De lo que se desprende que Puigdemont está asustado y no es capaz de hablar claro ante sus seguidores secesionistas -a los que tiene todo el día de paseo por las calles- y a los que solo les ha anunciado la convocatoria de un pleno del Parlament para debatir la situación política actual y luego ‘actuar en consecuencia’, pero sin mencionar la independencia de Cataluña.

Lo que es una penosa manera de pedir socorro mientras desde el PDeCAT se sugiere a Puigdemont que adelante elecciones sin la previa declaración de la independencia (‘para salvar la Generalitat’ dicen). Un atajo este que de ninguna manera debe aceptar el Gobierno de porque como lo anunció ayer Rajoy la aplicación del artículo 155 es para restaurar la legalidad.

No en vano el cáncer del golpe de Estado de Puigdemont ha invadido la totalidad del cuerpo institucional de Cataluña y solo tiene cura si se extirpa con la cirugía del artículo 155 que incluye el cese de Puigdemont y de su Gobierno y el control del Parlament. Y, una vez restaurada la legalidad, se convocarán en el plazo de seis meses elecciones catalanas con todas las garantías democráticas.

Ahora bien si Puigdemont, que se encuentra acorralado, decide disolver el Parlament y convocar elecciones autonómicas ‘plebiscitarias’ para seguir en la Generalitat aunque aplace la declaración de independencia, en ese caso la burla al Estado continuará. Y el golpe de Estado seguirá en vigor a igual que las leyes -suspendidas por el TC- de referéndum y Transitoriedad y los golpistas permanecerán en sus cargos con el control de los Mossos, TV3 y destruyendo el tejido económico y social catalán.

Y si el eventual adelanto electoral de Puigdemont provocara el desistimiento de Rajoy, del PSOE y C’s y la suspensión de la aplicación del artículo 155 -que deberá ser aprobado en el Senado el viernes 27-, semejante retroceso no permitiría la restauración del orden constitucional como lo exigió el Rey Felipe VI y los golpistas catalanes seguirían en el poder. Con la intención, añadida, de lograr en unos comicios catalanes ‘plebiscitarios’ -como si de un referéndum legal se tratara- una nueva legitimidad para proclamar la independencia.

Por todo ello y una vez dado el paso del 155 el Gobierno de Rajoy, el PSOE y C’s deben llegar hasta el final sin dilaciones de ningún tipo (¡cuidado con el PSC!) porque el 155 no se activa para que Puigdemont convoque elecciones sino para restaurar el orden constitucional.
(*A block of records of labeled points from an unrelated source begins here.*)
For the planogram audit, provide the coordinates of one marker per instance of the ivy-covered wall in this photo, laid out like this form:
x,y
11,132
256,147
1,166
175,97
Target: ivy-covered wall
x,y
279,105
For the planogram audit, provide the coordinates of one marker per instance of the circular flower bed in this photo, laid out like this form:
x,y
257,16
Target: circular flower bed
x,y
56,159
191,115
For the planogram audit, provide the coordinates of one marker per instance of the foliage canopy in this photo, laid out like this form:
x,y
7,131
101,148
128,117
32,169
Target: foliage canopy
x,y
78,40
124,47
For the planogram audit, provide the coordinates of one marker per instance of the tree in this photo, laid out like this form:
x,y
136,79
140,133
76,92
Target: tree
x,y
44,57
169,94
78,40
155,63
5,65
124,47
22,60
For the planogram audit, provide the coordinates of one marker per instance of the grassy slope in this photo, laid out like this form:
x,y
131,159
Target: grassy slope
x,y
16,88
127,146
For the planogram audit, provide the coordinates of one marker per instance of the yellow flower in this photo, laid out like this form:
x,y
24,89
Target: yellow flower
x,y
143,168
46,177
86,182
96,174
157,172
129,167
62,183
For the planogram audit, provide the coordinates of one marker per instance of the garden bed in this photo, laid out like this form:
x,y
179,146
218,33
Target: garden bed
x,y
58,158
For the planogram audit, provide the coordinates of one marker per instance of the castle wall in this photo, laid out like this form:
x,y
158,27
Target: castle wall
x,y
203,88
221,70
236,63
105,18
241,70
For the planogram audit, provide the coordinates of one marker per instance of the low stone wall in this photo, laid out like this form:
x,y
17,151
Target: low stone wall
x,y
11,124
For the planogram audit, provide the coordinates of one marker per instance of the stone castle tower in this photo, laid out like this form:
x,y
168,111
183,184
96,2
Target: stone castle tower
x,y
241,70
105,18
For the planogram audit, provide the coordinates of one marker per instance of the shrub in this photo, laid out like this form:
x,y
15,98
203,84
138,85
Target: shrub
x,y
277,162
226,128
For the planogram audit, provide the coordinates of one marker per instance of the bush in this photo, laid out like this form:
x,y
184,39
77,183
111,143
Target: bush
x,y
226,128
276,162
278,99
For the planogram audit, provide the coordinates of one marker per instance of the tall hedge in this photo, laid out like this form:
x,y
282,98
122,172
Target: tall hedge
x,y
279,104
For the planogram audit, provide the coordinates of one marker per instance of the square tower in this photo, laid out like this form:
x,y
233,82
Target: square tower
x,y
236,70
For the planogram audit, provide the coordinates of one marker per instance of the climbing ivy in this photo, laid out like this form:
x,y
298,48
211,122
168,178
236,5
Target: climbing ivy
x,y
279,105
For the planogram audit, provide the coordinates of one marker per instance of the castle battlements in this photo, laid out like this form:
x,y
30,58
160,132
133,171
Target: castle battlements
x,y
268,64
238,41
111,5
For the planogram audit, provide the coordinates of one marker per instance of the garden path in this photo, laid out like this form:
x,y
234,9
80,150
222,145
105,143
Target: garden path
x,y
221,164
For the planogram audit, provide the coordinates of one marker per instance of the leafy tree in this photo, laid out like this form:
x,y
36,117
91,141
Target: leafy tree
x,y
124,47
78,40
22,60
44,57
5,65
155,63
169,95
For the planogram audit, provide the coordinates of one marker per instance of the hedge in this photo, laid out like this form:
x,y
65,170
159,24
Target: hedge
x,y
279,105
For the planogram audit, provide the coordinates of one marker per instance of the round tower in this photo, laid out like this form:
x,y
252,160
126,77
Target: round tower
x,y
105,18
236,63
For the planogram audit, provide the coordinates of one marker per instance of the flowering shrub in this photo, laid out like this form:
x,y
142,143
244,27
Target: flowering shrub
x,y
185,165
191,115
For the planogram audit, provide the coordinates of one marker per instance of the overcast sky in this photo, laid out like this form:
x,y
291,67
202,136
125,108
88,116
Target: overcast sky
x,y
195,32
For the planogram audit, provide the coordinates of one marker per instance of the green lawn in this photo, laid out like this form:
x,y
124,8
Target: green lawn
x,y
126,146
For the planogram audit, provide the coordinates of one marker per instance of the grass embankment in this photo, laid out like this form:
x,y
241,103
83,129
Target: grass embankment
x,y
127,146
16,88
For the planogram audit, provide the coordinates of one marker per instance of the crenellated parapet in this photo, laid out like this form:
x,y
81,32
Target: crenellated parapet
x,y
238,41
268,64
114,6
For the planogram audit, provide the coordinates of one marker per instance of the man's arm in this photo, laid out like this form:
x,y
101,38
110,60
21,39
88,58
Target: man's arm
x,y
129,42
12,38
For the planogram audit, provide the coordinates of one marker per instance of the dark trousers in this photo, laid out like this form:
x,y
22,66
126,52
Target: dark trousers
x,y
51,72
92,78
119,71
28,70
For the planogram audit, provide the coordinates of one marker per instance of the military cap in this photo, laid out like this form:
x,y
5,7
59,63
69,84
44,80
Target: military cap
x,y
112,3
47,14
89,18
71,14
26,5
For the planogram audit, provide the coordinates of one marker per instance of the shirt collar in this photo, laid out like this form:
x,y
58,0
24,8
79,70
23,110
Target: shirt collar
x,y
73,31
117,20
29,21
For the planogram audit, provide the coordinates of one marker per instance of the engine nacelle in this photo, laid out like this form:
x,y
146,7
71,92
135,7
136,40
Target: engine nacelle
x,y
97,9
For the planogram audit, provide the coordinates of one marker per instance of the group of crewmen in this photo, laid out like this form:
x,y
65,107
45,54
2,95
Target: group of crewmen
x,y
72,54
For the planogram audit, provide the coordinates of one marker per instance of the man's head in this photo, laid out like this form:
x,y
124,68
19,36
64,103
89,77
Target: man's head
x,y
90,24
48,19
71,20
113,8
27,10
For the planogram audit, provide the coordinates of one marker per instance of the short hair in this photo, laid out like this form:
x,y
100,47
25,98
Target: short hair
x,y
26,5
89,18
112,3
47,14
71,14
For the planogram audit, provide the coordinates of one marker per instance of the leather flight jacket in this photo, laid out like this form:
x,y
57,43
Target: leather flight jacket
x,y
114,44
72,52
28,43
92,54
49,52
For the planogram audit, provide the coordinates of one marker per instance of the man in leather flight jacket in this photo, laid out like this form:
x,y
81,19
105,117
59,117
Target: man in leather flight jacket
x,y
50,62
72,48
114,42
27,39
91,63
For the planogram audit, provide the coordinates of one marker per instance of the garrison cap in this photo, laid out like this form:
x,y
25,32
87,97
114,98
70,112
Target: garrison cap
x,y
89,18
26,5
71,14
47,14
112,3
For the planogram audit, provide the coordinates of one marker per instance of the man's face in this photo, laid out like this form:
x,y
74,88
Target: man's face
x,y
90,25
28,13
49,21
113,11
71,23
La otra alternativa que tiene Puigdemont es rebelarse contra el 155. Y en ese caso buscar el enfrentamiento directo con el Estado negándose al abandonó de sus cargos y atrincherándose en la Generalitat para provocar la respuesta del Estado que sin duda llegará.

En todo caso, si Puigdemont no se atreve como parece a declarar de una vez  la independencia sus seguidores secesionistas se revolverán contra él, y ese sería el momento en el que el Gobierno deberá apretar el acelerador del 155 para llegar hasta el final, recuperar la legalidad y poner a disposición de la Justicia a todos los golpistas. Porque esa será la única manera de recuperar la legalidad y la normalidad en el territorio catalán.